Der Berliner Berufsschullehrer, der auf seinem Youtube-Kanal mit einem Holocaustvergleich gegen die Impfkampagne des Senats an Berliner Berufsschulen polemisiert, wurde am Dienstag vom Dienst freigestellt.

Nach Informationen von rbb24 Recherche wurde ihm ferner ein Hausverbot für das Oberstufenzentrum erteilt, in dem er nach den Sommerferien kurzzeitig unterrichtet hatte.

Der Berufsschullehrer muss nach rbb-Informationen jetzt erneut mit disziplinarrechtlichen Konsequenzen seitens der Senatsbildungsverwaltung rechnen, nachdem er schon Anfang des Jahres abgemahnt wurde. Damals hatte er das Tragen von Schutzmasken im Unterricht als "dumm" und Schutzmasken als "moderne Hakenkreuze" bezeichnet.

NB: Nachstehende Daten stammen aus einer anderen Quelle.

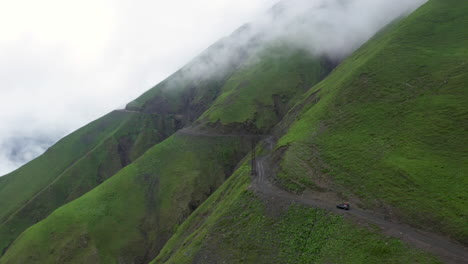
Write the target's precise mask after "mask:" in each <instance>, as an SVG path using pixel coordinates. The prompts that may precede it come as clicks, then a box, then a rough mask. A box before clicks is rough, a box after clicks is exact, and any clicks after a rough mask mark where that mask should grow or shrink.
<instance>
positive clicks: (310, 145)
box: [152, 0, 468, 263]
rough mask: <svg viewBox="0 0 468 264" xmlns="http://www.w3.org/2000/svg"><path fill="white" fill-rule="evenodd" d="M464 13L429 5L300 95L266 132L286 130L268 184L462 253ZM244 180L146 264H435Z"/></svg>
mask: <svg viewBox="0 0 468 264" xmlns="http://www.w3.org/2000/svg"><path fill="white" fill-rule="evenodd" d="M467 8H468V4H466V3H465V2H460V1H438V0H433V1H431V2H429V3H428V4H426V5H425V6H424V7H422V8H421V9H419V10H418V11H417V12H415V13H414V14H412V15H411V16H410V17H408V18H406V19H405V20H404V21H402V22H401V23H396V24H395V25H392V26H390V27H389V28H387V29H386V30H385V31H384V32H383V33H381V34H379V36H377V37H375V38H374V39H373V40H371V41H370V42H369V43H367V44H366V45H365V46H364V47H362V48H361V49H360V50H359V51H358V52H356V53H355V54H354V55H353V56H351V57H350V58H348V59H347V60H346V61H345V62H343V63H342V65H340V66H339V67H338V68H337V69H336V70H335V71H334V72H333V73H331V74H330V76H328V77H327V78H326V79H325V80H324V81H323V82H321V83H320V84H318V85H317V86H315V87H313V88H312V89H311V90H310V91H308V92H307V93H306V95H305V96H304V99H303V100H302V101H300V102H299V103H298V104H297V106H296V107H294V108H293V109H292V110H291V111H290V113H289V114H288V116H286V118H285V119H284V120H283V123H282V124H279V125H278V129H277V130H275V131H278V133H280V134H281V133H282V131H284V130H285V129H284V128H285V127H288V124H290V123H291V120H296V121H295V122H293V124H292V126H291V128H290V129H289V130H288V131H287V133H286V134H285V135H283V136H282V138H281V140H280V141H279V143H278V145H277V146H276V151H275V153H274V154H273V156H274V157H276V158H275V160H276V161H277V162H279V163H280V164H279V166H278V169H277V174H276V175H277V176H276V177H275V178H276V181H277V183H278V184H280V185H282V186H283V188H285V189H288V190H289V191H292V192H296V193H307V192H310V191H312V192H313V193H314V196H313V197H314V198H317V197H326V199H327V200H328V199H330V200H332V201H334V200H333V199H334V197H333V196H331V197H330V196H329V194H330V193H332V194H334V196H335V198H336V199H337V200H336V201H338V200H340V199H351V200H353V201H355V206H359V207H368V208H373V209H374V210H376V213H379V209H382V208H383V209H384V210H382V211H383V213H384V214H386V216H387V217H389V218H392V217H398V218H399V219H401V220H403V221H405V222H407V223H410V224H412V225H414V226H417V227H422V228H424V229H426V230H433V231H437V232H439V233H442V234H444V235H451V236H453V237H454V238H457V239H458V240H460V241H461V242H464V243H466V238H467V237H468V236H467V234H466V219H467V216H466V214H465V212H466V210H464V207H466V199H467V198H468V195H467V192H466V190H467V189H468V188H467V184H468V181H467V179H466V177H465V176H466V172H467V171H468V168H467V167H466V160H467V158H468V156H467V152H466V148H464V146H466V141H467V136H466V133H463V131H465V132H466V128H467V127H466V120H467V118H468V115H467V111H466V102H467V101H468V100H467V98H466V93H465V92H464V91H466V84H467V83H468V74H467V72H468V71H467V70H468V68H467V67H468V64H467V62H468V61H467V59H468V57H467V55H468V49H467V47H468V45H466V43H467V41H468V34H467V31H466V28H468V27H467V25H468V20H467V19H466V16H465V15H464V14H466V12H467ZM434 21H437V23H434ZM464 43H465V44H464ZM298 109H302V110H298ZM271 166H272V167H273V168H275V166H274V164H271ZM248 172H249V166H248V165H244V167H241V168H240V169H239V170H238V171H236V173H234V175H233V176H232V177H231V178H230V180H229V181H228V182H226V183H225V184H224V185H223V186H222V187H221V188H220V189H219V190H218V191H217V192H216V193H215V194H214V195H213V196H211V197H210V199H208V200H207V202H206V203H204V204H203V205H202V206H201V207H200V208H199V209H198V210H197V211H196V212H195V213H194V214H193V215H192V216H191V217H190V218H189V219H188V220H187V221H186V222H185V223H184V224H183V225H181V226H180V228H179V229H178V230H177V232H176V234H175V235H174V236H173V237H172V238H171V240H169V241H168V243H167V244H166V246H165V247H164V248H163V249H162V250H161V253H160V255H158V257H157V258H156V259H155V260H154V261H153V262H152V263H219V262H221V261H223V260H230V261H232V263H386V262H388V263H432V262H437V261H436V260H434V259H431V258H430V257H429V256H427V254H425V253H423V254H424V256H423V255H422V254H421V253H417V252H416V251H414V250H413V249H408V248H407V247H406V246H405V245H403V244H400V243H399V242H396V241H395V240H391V239H390V240H386V239H382V237H379V236H376V235H375V234H371V233H369V230H364V229H360V228H356V225H355V224H351V225H350V224H349V223H347V222H346V221H343V220H342V219H337V218H336V216H333V215H329V214H326V213H323V212H322V211H316V210H315V211H314V210H311V209H307V208H302V207H296V206H292V207H290V205H289V204H288V203H287V202H285V201H284V200H281V199H279V200H278V198H276V200H275V198H265V197H263V196H262V195H260V196H259V195H257V194H253V193H252V191H250V190H249V189H250V188H249V186H251V184H250V183H251V180H250V178H249V177H248V176H247V175H248ZM267 197H268V196H267ZM332 203H333V202H332ZM353 204H354V203H353ZM385 210H386V211H385ZM323 222H326V224H323V225H322V223H323ZM343 230H346V231H344V232H343ZM375 231H376V230H375ZM343 249H345V250H343ZM338 252H339V253H338Z"/></svg>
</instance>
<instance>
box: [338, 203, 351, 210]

Jetzt hatte der Mann auf einem Youtube-Kanal, den er als "Lehrer aus Berlin" betreibt, gegen das Impfangebot an Berufsschulen durch die Bildungssenatorin polemisiert. In diesem Zusammenhang verglich er in einer von ihm veröffentlichten Fotomontage das Impfen mit dem Holocaust, dem nationalsozialistischen Völkermord an Millionen europäischer Juden. Der Landesvorsitzende der Gewerkschaft Erziehung Wissenschaft (GEW), Tom Erdmann, sagte dem rbb, er gehe davon aus, dass die Bildungsverwaltung Strafanzeige gegen den Lehrer stelle. "Wer derartig den Nationalsozialismus und die Shoah verharmlost, darf nicht mit Schülern arbeiten", sagte Erdmann.

Bis zum Mittwochnachmittag war keine Strafanzeige gegen den Lehrer bei der Berliner Staatsanwaltschaft eingegangen. Der Staatsschutz der Berliner Polizei hatte bereits im vergangenen Jahr wegen des Verdachts der Volksverhetzung gegen den Mann ermittelt.